Члены собрания дали обет сохранять открывшееся им Слово в тайне от непосвященных и произнесли клятву, список с которой много позже появился приложением к небольшому сочинению, известному среди специалистов под названием «Всеобщее кругообращение света».
Старик прекратил читать, закрыл глаза и забубнил монотонно:
— Клянусь в вечной преданности тайному Слову. Клянусь защищать его от самого себя, от воды, солнца, луны, звезд, травы, деревьев и всех живых существ. Обещаю сверх того, что ни мучения, ни деньги, ни родители, ни дети мои, ничто, созданное Богом, не сделает меня клятвопреступником.
И замолчал. И тишина.
Я вежливо подождал, пока он еще чего-нибудь скажет. Но не дождался и заметил:
— Это всё, конечно, просто замечательно. Только я так и не понял, про какое слово речь идет.
Старик глянул на меня как на недоумка и с наигранным раздражением пояснил «на пальцах»:
— Что же тут неясного? Сказано было: есть такое особое Слово, сила которого совершает чудо. Умерщвляет тело. Спасает душу. Посвященные знают это Слово. Непосвященные — нет.
— Но я так полагаю, что это лишь милая легенда. Так?
— Легенда? Хорошо, пусть легенда. Но легенда, в основе которой лежит истинный факт.
— Вы это серьезно?
— Еще бы!
Похоже было, что он не врал. Не в том смысле, что говорил правду, а в том смысле, что сам верил в то, что говорил. Но для меня, материалиста и прагматика, все эти оккультные дела, конечно, были неконвертируемой чепухой, в чем я и признался:
— Я уже врубился, что вы рыцарь этого самого Ордена и, так догадываюсь, занимаете весомое положение в его иерархии, может быть, даже возглавляете местное отделение или как там это у вас… Но вы же современный и к тому же образованный человек. Ученый. Как вы можете… Нет, конечно, я верю в силу слова. Я благоговею перед словом. В трех библиотеках был записан и всё такое. Но чтоб какие-то там чудеса расчудесные… Увольте.

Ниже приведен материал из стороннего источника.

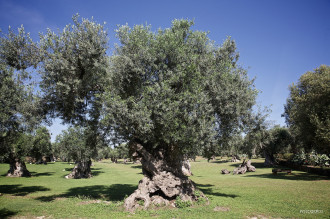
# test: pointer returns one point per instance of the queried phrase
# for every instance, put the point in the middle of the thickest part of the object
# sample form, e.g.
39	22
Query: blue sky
278	40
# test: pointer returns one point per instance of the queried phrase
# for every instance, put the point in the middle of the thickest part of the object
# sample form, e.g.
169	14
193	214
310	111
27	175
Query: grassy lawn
47	193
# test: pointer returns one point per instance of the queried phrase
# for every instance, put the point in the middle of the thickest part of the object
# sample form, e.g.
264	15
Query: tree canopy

— Хотите верьте, хотите нет, — не настаивал ни на чем старик. — Ваше право.
— Ну ладно, — стал я рассуждать от обратного, — допустим, всё обстоит таким вот образом, почему тогда об этом никто, нигде и никогда? Ни слова, ни полслова?

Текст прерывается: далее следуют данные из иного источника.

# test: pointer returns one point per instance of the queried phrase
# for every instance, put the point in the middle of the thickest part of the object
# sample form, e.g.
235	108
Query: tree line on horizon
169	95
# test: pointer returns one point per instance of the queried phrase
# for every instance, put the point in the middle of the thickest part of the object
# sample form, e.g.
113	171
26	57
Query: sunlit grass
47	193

— Рыцари Ордена надежно хранят свою тайну, — гордо ответил старик.
— Да бросьте смешить, — не поверил я. — Если бы такая тайна существовала, то в наше таблоидное время и о ней, и о рыцарях, ее хранящих, на каждом бы заборе было… Как о масонах, к примеру.

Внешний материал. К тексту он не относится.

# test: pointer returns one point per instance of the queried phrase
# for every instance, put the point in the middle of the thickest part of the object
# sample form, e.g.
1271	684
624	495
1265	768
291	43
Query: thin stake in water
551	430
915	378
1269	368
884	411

— What is hits is history, and what is mist is mystery. Но имеющий уши да услышит.
— В смысле?
— Послушайте, я сейчас вам прочту одно стихотворение, — сказал старик так, будто собрался подарить мне новую бээмвуху.
И действительно подарил. В смысле продекламировал. Вот такое:
There are so many things I have forgot,
That once were much to me, or that were not,
All lost, as is a childless woman's child
And its child's children, in the undefiled
Abyss of what will never be again.
1 have forgot, too, names of the mighty men
That fought and lost or won in the old wars,
Of kings and fiends and gods, and most of the stars.
Some things 1 have forgot that I forget.
But lesser things there are, remembered yet,
Than all the others. One name that I have not —
Though 'tis an empty thingless name — forgot
Never can die because Spring after Spring
Some thrashes learn to say it as they sing.
There is always one at midday saying it clear
And tart-the name, only the name I hear.
While perhaps I am thinking of the elder scent
That is like food, or while I am content
With the wild rose scent that is like memory,
This name suddenly is cried out to me
From somewhere in the bushes by a bird.
Over and over again, a pure thrash word.
— Что это? — спросил я, с трудом дождавшись, когда он закончит.